Namun, Azwan tetaplah anak biasa yang membutuhkan kasih sayang orang tuanya.
“Saya ingin sekali bertemu dengan ibu dan bapak saya. Saya sangat sedih apabila
lebaran, tidak bisa lebaran dengan ibu dan bapak. Tapi aku tabah saja menerima
semua. Aku harus sekolah dengan rajin agar bisa membanggakan kedua orang
tuaku,” curhatnya.

Ada satu hal yang membuat saya kaget luar biasa. Ternyata umur Azwan kini
16 tahun. Mungkin Anda pun menebak Azwan baru saja lulus SD atau mungkin
masih kelas 6. Ternyata tidak. Anak yang teman seumurnya sudah SMA ini, kini
baru naik kelas 4 SD. Azwan terlambat dikirim ke Indonesia. Azwan terlambat masuk
sekolah. Tahun ajaran lalu, siswa yang waktu itu masih kelas 3 ini sempat mengikuti
pelajaran di kelas 4 lebih kurang sebulan lamanya (baca: lompat kelas). Namun
sayang sekali, kemudian menurut kebijakan sekolah, Azwan diturunkan kembali ke
kelas 3. Bukan karena dia tidak mampu mengikuti, namun karena khawatir data
Azwan akan mengganggu dapodik. Saat itu Azwan sempat kecewa. Tak jarang pula
dia merasa sedih karena teman-temannya pun sering mengejeknya. Siapa sangka
siswa tertua di sekolah itu justru duduk di bangku kelas 3 bukan kelas 6. Namun,
Azwan tak pernah merasa malu untuk terus menuntut ilmu.
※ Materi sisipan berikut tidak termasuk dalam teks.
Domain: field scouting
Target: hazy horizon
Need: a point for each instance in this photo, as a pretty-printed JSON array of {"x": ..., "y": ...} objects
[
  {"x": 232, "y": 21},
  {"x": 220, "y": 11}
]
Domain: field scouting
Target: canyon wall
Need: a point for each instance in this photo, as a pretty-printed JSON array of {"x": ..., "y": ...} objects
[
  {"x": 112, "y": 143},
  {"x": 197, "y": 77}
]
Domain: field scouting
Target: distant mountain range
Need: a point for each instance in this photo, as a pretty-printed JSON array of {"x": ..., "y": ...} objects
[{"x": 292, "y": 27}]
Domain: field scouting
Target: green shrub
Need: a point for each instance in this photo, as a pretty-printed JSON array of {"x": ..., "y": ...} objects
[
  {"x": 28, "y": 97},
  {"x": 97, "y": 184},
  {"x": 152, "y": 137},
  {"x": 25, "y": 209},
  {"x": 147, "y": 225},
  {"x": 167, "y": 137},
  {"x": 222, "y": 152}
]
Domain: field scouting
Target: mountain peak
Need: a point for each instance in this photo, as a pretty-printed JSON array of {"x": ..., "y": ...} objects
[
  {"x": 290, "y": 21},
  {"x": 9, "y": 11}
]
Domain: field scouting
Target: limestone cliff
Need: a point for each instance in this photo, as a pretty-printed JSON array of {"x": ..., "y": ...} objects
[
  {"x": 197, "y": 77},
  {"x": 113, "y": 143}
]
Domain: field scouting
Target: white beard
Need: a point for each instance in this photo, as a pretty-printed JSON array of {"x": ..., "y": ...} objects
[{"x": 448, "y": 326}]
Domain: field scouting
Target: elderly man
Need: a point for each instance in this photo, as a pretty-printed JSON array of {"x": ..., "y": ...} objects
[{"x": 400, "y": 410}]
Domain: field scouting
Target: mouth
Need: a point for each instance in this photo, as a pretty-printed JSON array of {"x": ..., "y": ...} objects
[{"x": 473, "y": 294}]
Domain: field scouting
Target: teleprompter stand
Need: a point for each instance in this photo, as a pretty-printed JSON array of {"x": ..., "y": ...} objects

Semangat Azwan muda sungguh patut diteladani siapapun. Azwan bercita-


cita ingin menjadi guru dan artis. Saya sungguh terharu, membaca tulisan harapan
Azwan yang dipajang di kelas. Azwan bilang dia berjanji ingin belajar sungguh-
sungguh agar bisa meraih cita-citanya. Dia juga ingin sekali bisa menghafal Al
Qur’an. “agar bisa masuk surga,”katanya. “Apabila cita-cita saya tercapai, saya ingin
mengajar siswa-siswa saya mengaji dan menghafal Al Qur’an seperti bu guru ”
papar Azwan.

Sungguh cita-citamu mulia Azwan! Kendati hati saya risau ketika teringat
nasib Azwan. Apa mungkin kelak dia bisa melanjutkan sekolah ke bangku SMP dan
SMA? Sementara batas umurnya telah terlewati. Atau dia terpaksa mengikuti
program paket B dan paket C? Semoga saja kamu bisa terus sekolah nak! Semoga
Allah senantiasa memudahkan jalan untuk kamu menuntut ilmu dan meraih
kemuliaan. Disaat anak-anak seumurmu menikmati masa remajanya, kamu masih
dalam kepolosan dunia anak dan pancaran ketulusan hati. Di saat anak-anak lain
masih biasa merengek rapuh namun kau tumbuh jadi anak yang mandiri. Teruslah
berjuang wahai murid hebatku! Sekolahmu boleh saja tingkat dasar, tapi urusan
menginspirasi kamu sudah jauh loncat kelas. Semoga semangat hidupmu mengetuk
hati banyak orang. Semoga para pengambil kebijakan lebih peduli dengan nasib
pendidikan anak-anak negeri di tanah perbatasan.